The "NEVER fabricate" guardrail is critical. The tailoring prompt explicitly instructs the model to rephrase, reorder, and emphasize — but never to invent companies, dates, or skills the user doesn't have. This is enforced at the prompt level, not programmatically, which means it's only as reliable as the model. In practice, GPT-4o-mini respects this constraint well, but it's something I kept an eye on during testing.

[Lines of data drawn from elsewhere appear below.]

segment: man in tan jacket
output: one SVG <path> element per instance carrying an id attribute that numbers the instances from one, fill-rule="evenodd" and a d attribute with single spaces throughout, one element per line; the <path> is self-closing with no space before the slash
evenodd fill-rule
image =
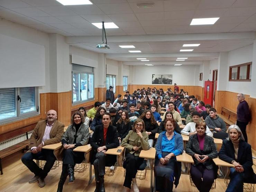
<path id="1" fill-rule="evenodd" d="M 50 110 L 47 112 L 47 116 L 46 120 L 37 123 L 29 139 L 29 150 L 21 158 L 22 162 L 35 174 L 28 182 L 31 183 L 38 181 L 40 187 L 45 185 L 44 178 L 56 160 L 53 150 L 42 148 L 45 145 L 60 142 L 64 129 L 64 124 L 56 120 L 56 111 Z M 33 159 L 46 161 L 43 169 L 40 168 Z"/>

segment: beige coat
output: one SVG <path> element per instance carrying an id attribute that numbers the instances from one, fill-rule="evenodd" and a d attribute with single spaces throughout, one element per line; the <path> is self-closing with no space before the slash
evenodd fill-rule
<path id="1" fill-rule="evenodd" d="M 37 123 L 29 139 L 29 149 L 33 147 L 37 147 L 42 143 L 47 122 L 47 120 L 45 120 L 40 121 Z M 54 144 L 61 142 L 61 139 L 64 131 L 64 124 L 56 120 L 50 131 L 50 139 L 44 141 L 44 145 Z"/>
<path id="2" fill-rule="evenodd" d="M 148 135 L 144 131 L 141 132 L 143 137 L 141 139 L 137 133 L 132 130 L 129 131 L 128 134 L 123 139 L 122 146 L 127 149 L 127 153 L 138 156 L 141 150 L 147 150 L 149 148 L 148 144 Z M 137 151 L 132 150 L 132 147 L 137 146 L 139 150 Z"/>

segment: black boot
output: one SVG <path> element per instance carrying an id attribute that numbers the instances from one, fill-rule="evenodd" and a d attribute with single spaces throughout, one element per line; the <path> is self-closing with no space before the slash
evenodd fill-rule
<path id="1" fill-rule="evenodd" d="M 96 188 L 95 189 L 95 191 L 94 192 L 99 192 L 100 191 L 100 182 L 96 182 Z"/>
<path id="2" fill-rule="evenodd" d="M 58 189 L 57 192 L 62 192 L 63 185 L 65 182 L 67 176 L 67 166 L 66 164 L 62 165 L 62 171 L 61 172 L 61 178 L 60 178 L 60 181 L 58 184 Z"/>
<path id="3" fill-rule="evenodd" d="M 67 172 L 69 176 L 68 184 L 73 183 L 75 181 L 75 176 L 74 174 L 74 166 L 71 164 L 67 165 Z"/>
<path id="4" fill-rule="evenodd" d="M 105 192 L 104 187 L 104 176 L 100 176 L 100 189 L 99 192 Z"/>

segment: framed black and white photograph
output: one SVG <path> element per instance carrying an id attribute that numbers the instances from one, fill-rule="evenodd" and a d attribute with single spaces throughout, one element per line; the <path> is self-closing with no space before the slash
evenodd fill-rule
<path id="1" fill-rule="evenodd" d="M 152 74 L 152 84 L 172 84 L 172 75 Z"/>

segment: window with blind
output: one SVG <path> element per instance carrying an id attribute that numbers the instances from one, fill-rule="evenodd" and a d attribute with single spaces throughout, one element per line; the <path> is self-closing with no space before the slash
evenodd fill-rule
<path id="1" fill-rule="evenodd" d="M 35 87 L 0 89 L 0 122 L 38 114 L 37 95 Z"/>
<path id="2" fill-rule="evenodd" d="M 76 104 L 94 99 L 93 68 L 73 64 L 72 70 L 72 103 Z"/>
<path id="3" fill-rule="evenodd" d="M 109 89 L 109 86 L 113 87 L 113 92 L 116 93 L 116 75 L 106 75 L 106 87 L 107 89 Z"/>

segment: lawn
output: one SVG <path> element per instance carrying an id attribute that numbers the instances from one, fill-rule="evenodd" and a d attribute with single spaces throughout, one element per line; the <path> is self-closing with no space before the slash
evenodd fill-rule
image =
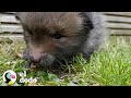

Retry logic lets users retry failed or invalid jobs. The action resets the status to pending (only if the current status is error or invalid) and re-runs the full workflow via after(). The status check is done in the WHERE clause to prevent race conditions.
Service layer separation
The codebase follows a clean service split: ai.service handles all OpenAI calls (verify resume, analyze resume, verify job description, tailor resume), scrape.service handles Firecrawl, resume.service and job.service handle database operations, and workflow.service orchestrates the pipeline. Server Actions are thin — they handle auth, call into the service layer, and return. This keeps each piece independently testable.
Error handling maps AI SDK errors (APICallError, NoObjectGeneratedError, TypeValidationError, RetryError) to user-friendly messages that get stored in job.invalidReason. When something fails, the user sees "The AI model did not produce the expected structured data" instead of a raw stack trace.